COCKPIT CULTURE

Führungs- und Teamfähigkeit sind zentrale Faktoren in der Zusammenarbeit einer Cockpitbesatzung. Lange vorbei sind die Zeiten, in denen der Flugkapitän als Alleskönner und Alleswisser auftrat und die Kollegen (seinerzeit nur männlich) sich unterordneten. Nicht zuletzt aufgrund von schweren Unfällen, die u.a. diesem Hierarchiegefälle geschuldet waren, setzte seit Ende der 1970er Jahre ein Umdenken ein.

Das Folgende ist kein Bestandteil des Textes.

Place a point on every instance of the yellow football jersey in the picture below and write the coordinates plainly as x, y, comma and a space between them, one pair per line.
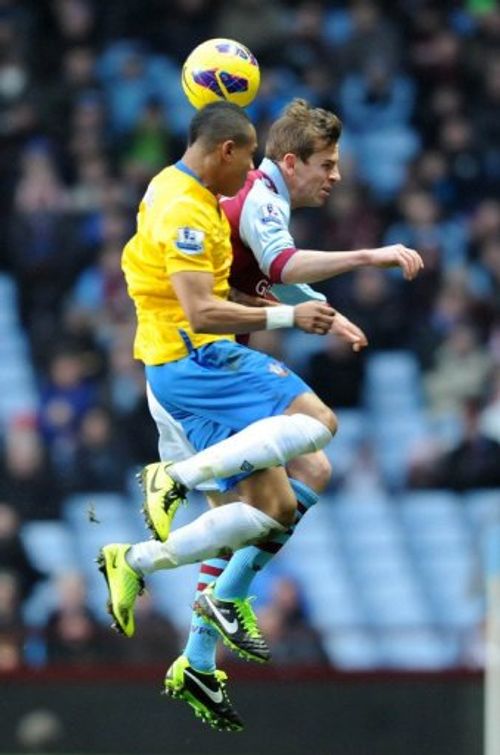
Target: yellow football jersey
180, 228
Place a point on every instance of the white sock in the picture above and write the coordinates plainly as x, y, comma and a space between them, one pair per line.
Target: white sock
228, 527
266, 443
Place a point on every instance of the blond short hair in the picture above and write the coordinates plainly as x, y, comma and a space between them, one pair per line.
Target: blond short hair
302, 129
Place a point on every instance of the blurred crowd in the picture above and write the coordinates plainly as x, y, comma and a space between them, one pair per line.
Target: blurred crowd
91, 108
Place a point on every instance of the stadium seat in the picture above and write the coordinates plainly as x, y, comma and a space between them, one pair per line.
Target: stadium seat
51, 546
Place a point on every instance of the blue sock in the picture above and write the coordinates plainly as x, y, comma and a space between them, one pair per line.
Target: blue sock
238, 575
202, 641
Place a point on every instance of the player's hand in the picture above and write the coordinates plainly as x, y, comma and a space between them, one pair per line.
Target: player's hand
348, 332
314, 317
251, 301
397, 255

Klicken Sie auf das Plus für verschiedene Themenbereiche:

DER FLUGKAPITÄN ALS FÜHRUNGSKRAFT

Viele Entwicklungen in der zivilen Luftfahrt verdanken Ihr hohes Tempo dem Ursprung im militärischen Bereich. So verwundert es nicht, dass die ersten Cockpitbesatzungen nach ebensolchen Regeln flogen. Der Flugkapitän oder Kommandant führte das Team aus der Position des Überlegenen, Ranghöheren heraus. Respekt vor dem Höhergestellten wurde erwartet, Widerspruch wenig geäußert. Dieses Verhalten führte nicht selten zu Katastrophen mit tödlichem Ausgang, bei denen die Kopiloten oder Ersten Offiziere wie auch die Ingenieure sehenden Auges in ihr Verderben flogen. Tragischstes Beispiel dafür ist die Flugzeugkatastrophe auf Teneriffa 1977, bei der der Kapitän einer KLM-Boeing 747 die Warnungen des Kopiloten und des Flugingenieurs missachtete und einen Start im Nebel initiierte, obwohl die Startbahn noch von einer Pan Am-Boeing 747 besetzt war. Kopilot und Flugingenieur wiederum insistierten nicht ausreichend, um die Katastrophe abzuwenden. Der Kapitän galt in seiner Firma als Ikone, er war Chefpilot, Ausbilder (eben auch des Kopiloten neben ihm) und sogar Werbeträger der Fluggesellschaft. Seine Autorität anzuzweifeln traute sich keiner seiner beiden Kollegen. Und doch hätte dies die Katastrophe verhindern können.

DER KOPILOT ALS RESSOURCE

Laien frage sich oft, was denn der Kopilot im Flugzeug für eine Funktion hat. Ist er die rechte Hand des Kapitäns und assistiert ihm lediglich? Oder ist er ein vollwertiger Pilot, der das Kommando auch übernehmen könnte? Letzteres ist richtig - im Cockpit sitzen immer zwei voll ausgebildete Flugzeugführer, der Kopilot kann den Kapitän vollständig ersetzen, wie es etwa auch bei der Entführung der Lufthansa-Boeing 737 "Landshut" im Herbst 1977 der Fall war. Mehr noch, der Kopilot (oder "Erste Offizier") ist befugt, dem Kapitän die Führung des Flugzeuges abzunehmen, wenn er dies aus Sicherheitsgründen für erforderlich hält. Allerdings musste das hart erkämpft und trainiert werden, denn bis Ender der 1970er-Jahre bestand häufig das oben erwähnte starre Hierarchie-Gefüge, das sich in Kulturen noch länger hielt, in denen Respekt und Hierarchie stark verbreitet und angesehen sind, etwa in Asien.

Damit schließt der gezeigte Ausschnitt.